Jumping into the unknown ...

If you walk into your radio shack and switch on a light, the result is instantaneous, one moment it's dark, the next it's not. What if I told you that as immediate as it appears, there is actually a small delay between you closing the circuit and the light coming on. Likely the distance between your switch and your light is less than say 10 meters, so the delay is likely to be less than 33 nanoseconds, not something you'd notice unless you're out to measure it.

What if your light switch is 3,200 km away? That's the length of the first transatlantic telegraph cable in 1858.
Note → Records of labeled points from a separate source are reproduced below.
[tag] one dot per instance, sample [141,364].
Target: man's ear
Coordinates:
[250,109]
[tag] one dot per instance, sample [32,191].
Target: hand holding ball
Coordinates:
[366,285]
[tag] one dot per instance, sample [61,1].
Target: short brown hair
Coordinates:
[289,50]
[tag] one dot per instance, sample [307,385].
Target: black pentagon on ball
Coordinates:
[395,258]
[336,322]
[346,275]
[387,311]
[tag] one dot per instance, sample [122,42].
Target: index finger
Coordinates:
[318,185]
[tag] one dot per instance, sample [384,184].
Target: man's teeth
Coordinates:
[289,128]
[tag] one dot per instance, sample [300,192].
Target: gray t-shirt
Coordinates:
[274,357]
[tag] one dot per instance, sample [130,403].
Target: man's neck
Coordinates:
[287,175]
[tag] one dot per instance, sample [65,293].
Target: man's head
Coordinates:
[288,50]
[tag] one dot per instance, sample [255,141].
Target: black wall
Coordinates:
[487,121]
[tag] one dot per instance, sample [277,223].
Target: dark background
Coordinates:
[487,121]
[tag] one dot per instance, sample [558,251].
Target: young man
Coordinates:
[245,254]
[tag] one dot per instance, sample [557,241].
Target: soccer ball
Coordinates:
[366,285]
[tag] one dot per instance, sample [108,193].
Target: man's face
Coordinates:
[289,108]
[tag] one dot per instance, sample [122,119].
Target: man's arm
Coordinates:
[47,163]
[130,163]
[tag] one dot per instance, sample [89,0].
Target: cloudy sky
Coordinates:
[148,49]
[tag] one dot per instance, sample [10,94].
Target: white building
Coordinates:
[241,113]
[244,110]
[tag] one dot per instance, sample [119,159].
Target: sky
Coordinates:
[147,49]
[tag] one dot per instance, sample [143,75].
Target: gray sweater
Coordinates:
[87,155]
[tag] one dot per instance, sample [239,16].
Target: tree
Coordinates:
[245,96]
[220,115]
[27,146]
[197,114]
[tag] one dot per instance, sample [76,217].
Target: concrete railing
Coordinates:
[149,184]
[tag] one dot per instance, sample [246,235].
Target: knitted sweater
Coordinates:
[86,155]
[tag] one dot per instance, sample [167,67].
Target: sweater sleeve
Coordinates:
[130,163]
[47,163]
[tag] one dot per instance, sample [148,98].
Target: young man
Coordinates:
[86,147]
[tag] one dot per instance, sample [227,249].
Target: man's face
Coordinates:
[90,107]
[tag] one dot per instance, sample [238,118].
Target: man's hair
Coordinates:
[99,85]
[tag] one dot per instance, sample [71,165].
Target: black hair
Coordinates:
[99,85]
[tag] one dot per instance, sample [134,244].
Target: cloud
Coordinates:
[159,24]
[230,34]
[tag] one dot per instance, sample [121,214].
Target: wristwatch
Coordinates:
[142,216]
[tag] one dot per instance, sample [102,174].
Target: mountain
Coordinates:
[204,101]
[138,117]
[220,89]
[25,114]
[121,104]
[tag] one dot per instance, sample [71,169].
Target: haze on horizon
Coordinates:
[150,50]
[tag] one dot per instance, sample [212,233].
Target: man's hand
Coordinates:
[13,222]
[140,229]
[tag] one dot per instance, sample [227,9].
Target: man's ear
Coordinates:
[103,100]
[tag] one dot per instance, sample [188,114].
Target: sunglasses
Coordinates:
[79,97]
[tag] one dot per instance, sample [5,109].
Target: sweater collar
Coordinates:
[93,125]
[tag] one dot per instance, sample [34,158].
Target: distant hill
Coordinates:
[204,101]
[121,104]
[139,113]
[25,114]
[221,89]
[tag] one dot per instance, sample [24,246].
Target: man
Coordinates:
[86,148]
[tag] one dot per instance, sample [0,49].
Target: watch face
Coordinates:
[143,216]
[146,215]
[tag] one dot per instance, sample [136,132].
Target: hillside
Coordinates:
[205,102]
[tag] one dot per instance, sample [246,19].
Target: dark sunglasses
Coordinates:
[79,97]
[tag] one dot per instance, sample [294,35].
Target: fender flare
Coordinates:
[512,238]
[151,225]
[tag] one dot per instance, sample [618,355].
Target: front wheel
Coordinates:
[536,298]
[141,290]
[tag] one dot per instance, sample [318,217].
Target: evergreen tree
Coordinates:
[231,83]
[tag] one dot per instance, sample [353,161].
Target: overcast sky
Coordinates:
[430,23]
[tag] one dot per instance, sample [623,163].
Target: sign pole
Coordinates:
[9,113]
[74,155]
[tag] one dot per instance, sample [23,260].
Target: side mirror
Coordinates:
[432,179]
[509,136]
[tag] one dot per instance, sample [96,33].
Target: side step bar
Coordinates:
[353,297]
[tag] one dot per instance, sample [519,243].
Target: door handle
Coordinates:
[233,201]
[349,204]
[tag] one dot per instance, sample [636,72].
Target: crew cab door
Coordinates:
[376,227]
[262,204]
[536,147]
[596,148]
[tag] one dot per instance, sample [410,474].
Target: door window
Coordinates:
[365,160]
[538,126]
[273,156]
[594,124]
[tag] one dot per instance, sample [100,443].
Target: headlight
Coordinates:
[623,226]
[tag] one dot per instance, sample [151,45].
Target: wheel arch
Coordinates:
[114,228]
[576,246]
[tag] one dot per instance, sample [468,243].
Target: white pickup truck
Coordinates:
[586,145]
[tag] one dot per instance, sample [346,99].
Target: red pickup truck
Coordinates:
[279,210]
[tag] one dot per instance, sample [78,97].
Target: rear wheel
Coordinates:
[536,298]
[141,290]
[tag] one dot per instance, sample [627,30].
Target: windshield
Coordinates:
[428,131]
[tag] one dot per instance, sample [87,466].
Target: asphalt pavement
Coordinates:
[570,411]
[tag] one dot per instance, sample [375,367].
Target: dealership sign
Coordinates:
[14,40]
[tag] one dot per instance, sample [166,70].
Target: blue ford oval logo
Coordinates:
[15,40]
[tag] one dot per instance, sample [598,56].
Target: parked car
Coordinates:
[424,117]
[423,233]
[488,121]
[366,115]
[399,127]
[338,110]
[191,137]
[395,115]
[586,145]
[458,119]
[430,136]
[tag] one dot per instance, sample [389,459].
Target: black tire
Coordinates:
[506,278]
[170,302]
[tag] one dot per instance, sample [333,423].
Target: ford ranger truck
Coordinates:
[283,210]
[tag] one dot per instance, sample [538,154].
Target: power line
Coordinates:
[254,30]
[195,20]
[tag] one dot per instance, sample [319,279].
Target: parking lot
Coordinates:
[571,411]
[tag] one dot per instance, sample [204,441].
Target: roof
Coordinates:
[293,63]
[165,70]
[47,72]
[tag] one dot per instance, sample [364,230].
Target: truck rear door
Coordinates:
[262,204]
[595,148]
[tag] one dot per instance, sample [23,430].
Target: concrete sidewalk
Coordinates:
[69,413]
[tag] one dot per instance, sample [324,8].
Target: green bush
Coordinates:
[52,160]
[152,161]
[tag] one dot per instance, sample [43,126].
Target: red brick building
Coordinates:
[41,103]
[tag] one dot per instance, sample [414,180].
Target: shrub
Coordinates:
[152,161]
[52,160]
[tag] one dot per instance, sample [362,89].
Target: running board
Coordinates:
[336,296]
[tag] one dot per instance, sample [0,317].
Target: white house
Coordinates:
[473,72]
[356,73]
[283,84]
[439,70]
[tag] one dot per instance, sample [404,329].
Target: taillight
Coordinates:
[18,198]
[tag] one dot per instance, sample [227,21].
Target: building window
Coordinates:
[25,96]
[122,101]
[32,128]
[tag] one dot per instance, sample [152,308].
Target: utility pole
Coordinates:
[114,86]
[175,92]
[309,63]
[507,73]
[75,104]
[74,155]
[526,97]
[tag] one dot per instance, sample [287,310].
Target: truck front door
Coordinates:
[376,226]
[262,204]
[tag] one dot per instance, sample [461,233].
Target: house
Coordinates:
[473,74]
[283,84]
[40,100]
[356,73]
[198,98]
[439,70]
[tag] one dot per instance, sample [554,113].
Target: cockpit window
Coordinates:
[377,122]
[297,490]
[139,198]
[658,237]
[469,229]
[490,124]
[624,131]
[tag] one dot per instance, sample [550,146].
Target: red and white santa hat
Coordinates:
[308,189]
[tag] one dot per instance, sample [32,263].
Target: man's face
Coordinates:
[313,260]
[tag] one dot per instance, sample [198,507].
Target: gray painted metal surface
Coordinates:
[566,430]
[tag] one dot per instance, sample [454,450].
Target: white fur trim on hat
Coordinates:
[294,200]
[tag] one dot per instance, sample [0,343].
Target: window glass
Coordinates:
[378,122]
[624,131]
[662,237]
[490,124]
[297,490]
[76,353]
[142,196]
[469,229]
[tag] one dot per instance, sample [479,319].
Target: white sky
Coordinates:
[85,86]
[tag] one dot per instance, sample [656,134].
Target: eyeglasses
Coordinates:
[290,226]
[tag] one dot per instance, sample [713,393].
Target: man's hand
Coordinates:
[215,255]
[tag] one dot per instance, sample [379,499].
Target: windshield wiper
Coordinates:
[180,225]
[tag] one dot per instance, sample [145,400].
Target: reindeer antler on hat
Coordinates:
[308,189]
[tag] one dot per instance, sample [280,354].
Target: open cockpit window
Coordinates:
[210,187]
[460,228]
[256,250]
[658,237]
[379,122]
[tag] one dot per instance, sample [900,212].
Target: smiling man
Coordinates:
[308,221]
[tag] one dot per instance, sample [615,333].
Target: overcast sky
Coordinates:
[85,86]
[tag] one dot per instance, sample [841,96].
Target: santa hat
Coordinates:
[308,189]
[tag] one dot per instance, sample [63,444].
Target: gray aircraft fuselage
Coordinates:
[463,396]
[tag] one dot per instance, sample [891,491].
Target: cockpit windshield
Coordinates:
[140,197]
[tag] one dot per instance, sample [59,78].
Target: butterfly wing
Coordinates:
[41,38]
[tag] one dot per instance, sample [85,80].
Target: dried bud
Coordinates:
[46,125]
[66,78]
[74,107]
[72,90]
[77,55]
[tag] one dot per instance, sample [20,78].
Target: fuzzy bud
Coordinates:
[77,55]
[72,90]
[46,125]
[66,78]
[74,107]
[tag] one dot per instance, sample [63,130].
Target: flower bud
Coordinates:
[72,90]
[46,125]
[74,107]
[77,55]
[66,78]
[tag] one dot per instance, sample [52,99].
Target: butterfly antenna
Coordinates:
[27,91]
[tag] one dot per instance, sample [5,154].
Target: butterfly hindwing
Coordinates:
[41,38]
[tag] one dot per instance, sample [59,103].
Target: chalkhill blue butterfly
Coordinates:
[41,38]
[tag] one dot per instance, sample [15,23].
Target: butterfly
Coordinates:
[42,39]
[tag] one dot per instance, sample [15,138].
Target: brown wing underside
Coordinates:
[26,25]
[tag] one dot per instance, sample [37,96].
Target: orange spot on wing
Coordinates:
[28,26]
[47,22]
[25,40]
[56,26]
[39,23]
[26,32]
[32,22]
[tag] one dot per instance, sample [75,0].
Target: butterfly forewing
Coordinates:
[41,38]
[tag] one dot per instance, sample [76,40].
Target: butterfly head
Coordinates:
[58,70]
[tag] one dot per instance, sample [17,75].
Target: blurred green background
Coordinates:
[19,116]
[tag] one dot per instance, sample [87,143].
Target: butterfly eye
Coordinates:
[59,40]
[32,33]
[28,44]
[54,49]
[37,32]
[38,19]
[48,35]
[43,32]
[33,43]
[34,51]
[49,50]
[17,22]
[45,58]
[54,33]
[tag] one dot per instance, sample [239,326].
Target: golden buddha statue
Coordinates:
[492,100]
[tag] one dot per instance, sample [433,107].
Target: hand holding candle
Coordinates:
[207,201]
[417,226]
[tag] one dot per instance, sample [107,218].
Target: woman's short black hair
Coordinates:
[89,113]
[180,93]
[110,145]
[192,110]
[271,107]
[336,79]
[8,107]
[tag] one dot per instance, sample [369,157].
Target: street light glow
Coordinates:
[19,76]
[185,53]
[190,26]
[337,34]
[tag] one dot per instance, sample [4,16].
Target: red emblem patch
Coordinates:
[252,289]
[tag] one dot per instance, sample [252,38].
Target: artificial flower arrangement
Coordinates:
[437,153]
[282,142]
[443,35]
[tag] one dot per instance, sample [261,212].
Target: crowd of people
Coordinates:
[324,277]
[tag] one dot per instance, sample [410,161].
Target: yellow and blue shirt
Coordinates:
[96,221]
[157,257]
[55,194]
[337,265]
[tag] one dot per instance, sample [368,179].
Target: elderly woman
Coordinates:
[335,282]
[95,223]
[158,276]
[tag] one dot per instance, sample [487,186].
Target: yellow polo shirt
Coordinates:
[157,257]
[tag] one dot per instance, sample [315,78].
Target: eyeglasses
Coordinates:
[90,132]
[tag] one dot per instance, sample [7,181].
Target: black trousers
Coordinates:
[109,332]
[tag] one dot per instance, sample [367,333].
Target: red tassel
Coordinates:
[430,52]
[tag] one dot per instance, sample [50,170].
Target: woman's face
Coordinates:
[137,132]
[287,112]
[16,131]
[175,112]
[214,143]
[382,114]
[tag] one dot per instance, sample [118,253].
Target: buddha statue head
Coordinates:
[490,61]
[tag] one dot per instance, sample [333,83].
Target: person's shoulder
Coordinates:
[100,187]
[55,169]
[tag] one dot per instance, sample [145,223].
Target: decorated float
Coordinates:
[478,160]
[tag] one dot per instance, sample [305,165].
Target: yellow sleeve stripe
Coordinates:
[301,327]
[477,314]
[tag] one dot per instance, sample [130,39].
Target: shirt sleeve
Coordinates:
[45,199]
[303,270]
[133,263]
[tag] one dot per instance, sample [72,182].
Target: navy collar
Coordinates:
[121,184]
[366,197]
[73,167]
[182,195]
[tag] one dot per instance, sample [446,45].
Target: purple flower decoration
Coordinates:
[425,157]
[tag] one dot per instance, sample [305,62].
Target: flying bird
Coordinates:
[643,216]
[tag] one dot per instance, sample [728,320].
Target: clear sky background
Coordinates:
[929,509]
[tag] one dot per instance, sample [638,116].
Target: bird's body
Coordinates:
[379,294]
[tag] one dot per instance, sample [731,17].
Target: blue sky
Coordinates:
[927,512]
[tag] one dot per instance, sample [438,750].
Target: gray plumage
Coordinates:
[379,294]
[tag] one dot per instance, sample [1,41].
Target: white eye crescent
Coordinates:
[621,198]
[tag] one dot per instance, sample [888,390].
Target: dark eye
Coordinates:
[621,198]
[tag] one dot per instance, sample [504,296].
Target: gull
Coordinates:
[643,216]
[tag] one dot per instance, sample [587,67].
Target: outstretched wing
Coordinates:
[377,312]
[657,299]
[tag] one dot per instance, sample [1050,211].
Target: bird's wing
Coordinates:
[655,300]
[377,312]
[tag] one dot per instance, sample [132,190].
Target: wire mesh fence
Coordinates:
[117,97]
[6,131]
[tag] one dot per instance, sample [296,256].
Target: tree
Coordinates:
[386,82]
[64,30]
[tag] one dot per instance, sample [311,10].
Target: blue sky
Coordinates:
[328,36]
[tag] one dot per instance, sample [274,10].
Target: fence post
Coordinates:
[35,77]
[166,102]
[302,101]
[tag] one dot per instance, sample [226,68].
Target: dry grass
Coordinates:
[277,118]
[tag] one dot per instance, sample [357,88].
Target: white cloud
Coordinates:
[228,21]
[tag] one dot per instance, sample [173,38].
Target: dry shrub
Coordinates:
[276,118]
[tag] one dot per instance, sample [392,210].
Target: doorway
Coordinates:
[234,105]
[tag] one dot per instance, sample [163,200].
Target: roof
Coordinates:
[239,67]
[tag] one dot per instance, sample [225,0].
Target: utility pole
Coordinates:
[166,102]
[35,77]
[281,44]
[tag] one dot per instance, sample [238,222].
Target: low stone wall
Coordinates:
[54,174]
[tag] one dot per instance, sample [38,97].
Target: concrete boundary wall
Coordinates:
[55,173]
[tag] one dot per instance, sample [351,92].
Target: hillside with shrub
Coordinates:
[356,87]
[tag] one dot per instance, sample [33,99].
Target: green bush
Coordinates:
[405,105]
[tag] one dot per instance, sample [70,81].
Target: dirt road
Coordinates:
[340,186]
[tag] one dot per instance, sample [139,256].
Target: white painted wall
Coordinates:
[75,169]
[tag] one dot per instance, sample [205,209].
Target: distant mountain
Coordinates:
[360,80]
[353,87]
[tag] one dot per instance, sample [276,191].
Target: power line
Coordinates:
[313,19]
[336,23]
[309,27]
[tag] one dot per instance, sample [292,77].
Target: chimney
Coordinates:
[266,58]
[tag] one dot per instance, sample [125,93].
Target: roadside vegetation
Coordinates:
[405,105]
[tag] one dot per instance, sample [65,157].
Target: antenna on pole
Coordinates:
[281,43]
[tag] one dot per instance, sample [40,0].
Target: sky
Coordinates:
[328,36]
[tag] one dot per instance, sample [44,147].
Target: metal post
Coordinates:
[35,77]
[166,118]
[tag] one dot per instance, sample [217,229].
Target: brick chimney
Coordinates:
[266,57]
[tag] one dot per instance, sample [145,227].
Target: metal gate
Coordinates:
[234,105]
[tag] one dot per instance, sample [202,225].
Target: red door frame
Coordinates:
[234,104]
Let's start with the notion that between the action of closing a switch, or applying a voltage at one end of the cable and it being seen at the other end takes time. If we ignore the wire for a moment, pretending that both ends are separated by vacuum, then the delay between the two ends is just over 10 milliseconds because that's how long it takes travelling at the speed of light. One of the effects of using a cable is that it slows things down. In case you're curious, the so-called Velocity Factor describes by how much. A common Velocity Factor of 66 would slow this down by 66%.

This means that there is a time when there is voltage at one end and no voltage at the other.

There are a few other significant and frequency dependent things going on, we'll get to them, but before we go any further, it's important to consider a couple of related issues.

Ohm's Law, which describes the relationship between voltage, current and resistance in an electrical circuit was first introduced in 1827 by Georg Ohm in his book: "The Galvanic Chain, Mathematically Worked Out". Initially, his work was not well received and his rival, Professor of Physics Georg Friedrich Pohl went so far as to describe it as "an unmistakable failure", convincing the German Minister for Education that "a physicist who professed such heresies was unworthy to teach science."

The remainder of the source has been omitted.